III Edward à Stephen

Quoique tu n’aies pas eu assez de confiance en mon amitié pour me faire part de tes projets de fuite et du lieu de ta retraite, et que tu aies eu l’injustice de me traiter à l’égal de tes parents, je t’écris parce que je suis plus prévoyant que toi.

Nous avons été élevés ensemble et nous avons grandi, moi, comme un lierre capricieux, toi, comme un haut peuplier ; tu ne vois en moi qu’un camarade d’enfance, et tu me fuis comme on fuit un insecte au bourdonnement incommode. Tu crains que mes paroles sèches, que mon esprit positif ne flétrissent comme un vent malfaisant les rêves célestes de ton imagination.

J’admire ta vie idéale et poétique comme j’admire les poésies des anciens bardes, comme les rêveries des sombres et méditatifs écrivains de notre pays. Mais, vois-tu, mon cher Stephen, ce sont de belles et brillantes fleurs qui se faneront quand finira le printemps de ta vie. Alors, tu te rapprocheras de moi, nos deux langages se ressembleront, et ma voix n’offensera plus ton oreille.

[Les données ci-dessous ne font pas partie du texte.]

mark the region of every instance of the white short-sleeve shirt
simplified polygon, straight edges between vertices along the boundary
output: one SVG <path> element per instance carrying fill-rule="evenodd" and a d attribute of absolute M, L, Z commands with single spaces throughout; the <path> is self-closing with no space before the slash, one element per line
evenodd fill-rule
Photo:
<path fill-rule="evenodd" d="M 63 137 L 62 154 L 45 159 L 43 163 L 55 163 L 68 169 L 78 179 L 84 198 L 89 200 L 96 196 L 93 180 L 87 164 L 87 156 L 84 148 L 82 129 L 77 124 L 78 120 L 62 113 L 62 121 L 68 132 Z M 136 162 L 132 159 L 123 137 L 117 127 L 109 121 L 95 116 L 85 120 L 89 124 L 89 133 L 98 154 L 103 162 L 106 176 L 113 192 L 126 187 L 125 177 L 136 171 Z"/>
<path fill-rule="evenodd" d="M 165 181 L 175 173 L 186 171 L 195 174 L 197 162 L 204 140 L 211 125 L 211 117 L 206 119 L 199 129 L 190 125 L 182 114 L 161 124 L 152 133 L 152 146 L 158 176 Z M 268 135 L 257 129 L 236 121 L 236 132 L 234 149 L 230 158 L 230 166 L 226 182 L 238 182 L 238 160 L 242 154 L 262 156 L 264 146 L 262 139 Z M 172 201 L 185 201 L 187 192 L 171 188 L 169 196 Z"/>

Aujourd’hui, tu me fuis et tu as raison, nous ne pouvons encore marcher sur le même chemin ; l’air dans lequel je vis te tuerait. Je n’aimerais pas te voir rire de pitié et de mépris de ce qui fait mon bonheur ; nous pourrions nous haïr, et pourtant nous sommes faits pour nous aimer. Il y a dans nos deux natures quelque chose qui me semble s’emboîter et s’adapter assez bien ; les angles sortants de nos caractères coïncident. Il faut nous réserver pour plus tard une bonne et franche amitié. Nous nous rapprocherons quand le vent du nord aura rendu plus flexible la tige du peuplier, et quand, après avoir vu s’effeuiller tes illusions, tu sentiras le besoin de te rattacher à ce qu’il y a dans la vie de prosaïque ; quand tu descendras du ciel où tu demeures, que tu seras assez près de la terre pour que nos mains puissent se toucher.

Jusque-là, tenons-nous loin l’un de l’autre ; j’y consens : nous nous choquerions trop souvent. Mais pourquoi ne nous ferions-nous pas de loin des signaux d’amitié ? Pourquoi voudrais-tu me défendre de m’intéresser au bien et au mal qui t’arrivent ?

Ta famille se plaint beaucoup de toi ; il est, en effet, assez extraordinaire d’être parti avec l’argent à peine nécessaire à ton voyage, sous prétexte d’aller finir tes études à Gœttingue, et d’être disparu sans donner de tes nouvelles depuis deux mois. Il faut que tu aies un grand éloignement pour la fille que l’on te destine ; et cependant, s’il était permis de te faire une observation, je te dirais que ton père, n’ayant qu’une pension viagère, n’a absolument rien à te laisser à sa mort, et que ce mariage te mettrait en possession d’une belle fortune, qui est la véritable source de l’indépendance dont tu es amoureux.

Adieu ; j’espère que tu daigneras remarquer avec quel soin j’ai évité dans ma lettre tout éclat de gaieté bruyante, toute atteinte à la poésie, toute irrévérence envers tes chimères, afin que cette épître trouve grâce devant toi, et que tu ne la reçoives pas comme un hôte incommode, ainsi qu’il t’arrivait parfois de faire envers moi.

Charge-moi de tes commissions.

Ton frère est mon compagnon de plaisirs, nous parlons quelquefois de toi. Il paraît t’aimer beaucoup.